Aromanya selalu hadir di pagi hari dari tiap-tiap dapur rumah. Kehadirannya yang lekat di ranah domestik pula publik membuatnya menjadi barang wajib bagi kehidupan orang Indonesia. Ia tak hanya ada sebagai pengisi perut, namun telah menjadi identitas yang hidup di ruang bawah sadar yang membuat kita sepakat untuk “belum makan jika tanpa nasi”.
Kebiasaan masyarakat Indonesia yang satu ini diabadikan oleh titel Swasembada Pangan di era Orde Baru. Sebanyak kurang lebih 160 juta warga pada saat itu keranjingan memproduksi beras yang dapat mengantarkan negara ini menyandang gelar lumbung padi Asia pada tahun 1985. Soeharto adalah sosok dibalik pemberangusan konsep negara maritim untuk kemudian menjadi negara agrarian, dengan pongahnya ia mencanangkan program penanaman padi besar-besaran, tanpanya mungkin warga Indonesia tidak segila sekarang terhadap nasi.

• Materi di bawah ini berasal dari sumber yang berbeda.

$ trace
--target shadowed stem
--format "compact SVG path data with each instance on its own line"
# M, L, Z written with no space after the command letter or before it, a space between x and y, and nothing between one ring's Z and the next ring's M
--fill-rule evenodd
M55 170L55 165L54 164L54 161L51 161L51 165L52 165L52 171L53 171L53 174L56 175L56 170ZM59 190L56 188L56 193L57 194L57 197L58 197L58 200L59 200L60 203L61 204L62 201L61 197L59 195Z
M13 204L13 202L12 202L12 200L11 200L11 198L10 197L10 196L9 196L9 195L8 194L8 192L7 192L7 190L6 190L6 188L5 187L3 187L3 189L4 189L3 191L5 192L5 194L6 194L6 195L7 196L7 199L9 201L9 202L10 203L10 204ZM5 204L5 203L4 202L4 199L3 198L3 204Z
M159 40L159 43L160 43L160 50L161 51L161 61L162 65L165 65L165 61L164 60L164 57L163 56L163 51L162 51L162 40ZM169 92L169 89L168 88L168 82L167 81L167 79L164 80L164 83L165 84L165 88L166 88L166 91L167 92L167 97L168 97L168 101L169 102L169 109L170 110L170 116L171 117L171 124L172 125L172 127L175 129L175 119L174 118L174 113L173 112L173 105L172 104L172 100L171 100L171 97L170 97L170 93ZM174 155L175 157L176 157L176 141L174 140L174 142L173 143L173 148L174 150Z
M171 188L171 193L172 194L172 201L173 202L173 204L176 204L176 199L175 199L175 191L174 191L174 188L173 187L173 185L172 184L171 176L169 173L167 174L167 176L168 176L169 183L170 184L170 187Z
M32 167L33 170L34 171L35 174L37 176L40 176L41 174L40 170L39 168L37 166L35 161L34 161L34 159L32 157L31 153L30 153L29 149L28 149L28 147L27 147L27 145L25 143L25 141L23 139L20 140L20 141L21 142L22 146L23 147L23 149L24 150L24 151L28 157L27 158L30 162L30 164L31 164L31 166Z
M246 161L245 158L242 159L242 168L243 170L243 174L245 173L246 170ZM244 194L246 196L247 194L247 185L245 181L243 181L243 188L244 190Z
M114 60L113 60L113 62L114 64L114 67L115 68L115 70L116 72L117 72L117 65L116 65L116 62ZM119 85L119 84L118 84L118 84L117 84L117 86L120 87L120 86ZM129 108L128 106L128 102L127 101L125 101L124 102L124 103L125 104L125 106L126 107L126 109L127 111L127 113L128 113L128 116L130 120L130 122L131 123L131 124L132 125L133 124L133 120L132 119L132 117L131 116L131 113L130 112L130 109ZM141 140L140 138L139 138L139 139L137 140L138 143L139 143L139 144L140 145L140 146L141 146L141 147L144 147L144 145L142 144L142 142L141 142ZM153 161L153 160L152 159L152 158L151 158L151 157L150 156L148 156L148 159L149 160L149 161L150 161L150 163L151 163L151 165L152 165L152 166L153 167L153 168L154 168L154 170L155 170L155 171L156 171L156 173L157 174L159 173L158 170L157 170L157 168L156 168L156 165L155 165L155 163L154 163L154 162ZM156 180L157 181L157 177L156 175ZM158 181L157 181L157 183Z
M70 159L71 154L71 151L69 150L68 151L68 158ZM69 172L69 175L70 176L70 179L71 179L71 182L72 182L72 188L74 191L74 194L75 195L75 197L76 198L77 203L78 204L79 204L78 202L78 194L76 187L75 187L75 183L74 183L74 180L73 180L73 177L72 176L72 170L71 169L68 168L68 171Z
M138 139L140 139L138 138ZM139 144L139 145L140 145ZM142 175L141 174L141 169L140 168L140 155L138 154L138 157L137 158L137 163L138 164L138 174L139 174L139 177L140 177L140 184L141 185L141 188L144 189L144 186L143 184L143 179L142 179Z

Apabila ditelisik lebih lanjut, rupanya ambisi Soeharto juga diamini oleh narasi-narasi kuno yang mengultuskan nasi tidak hanya sebagai alat bertahan hidup. Tercatat bahwa di zaman Sultan Agung abad ke-8, warga Desa Klaten diwajibkan untuk membayar upeti berupa beras untuk kepentingan istana.
Terdapat pula legenda Batara Guru dan Dewi Sri yang dilambangkan sebagai keberkahan alam, kesuburan, dan ketersediaan pangan bagi manusia. Perihal ini kemudian juga hadir di zaman Romusha, keberadaan negeri matahari terbit di Indonesia sangat signifikan karena beras memiliki nilai yang digunakan sebagai ukuran pangkat Samurai.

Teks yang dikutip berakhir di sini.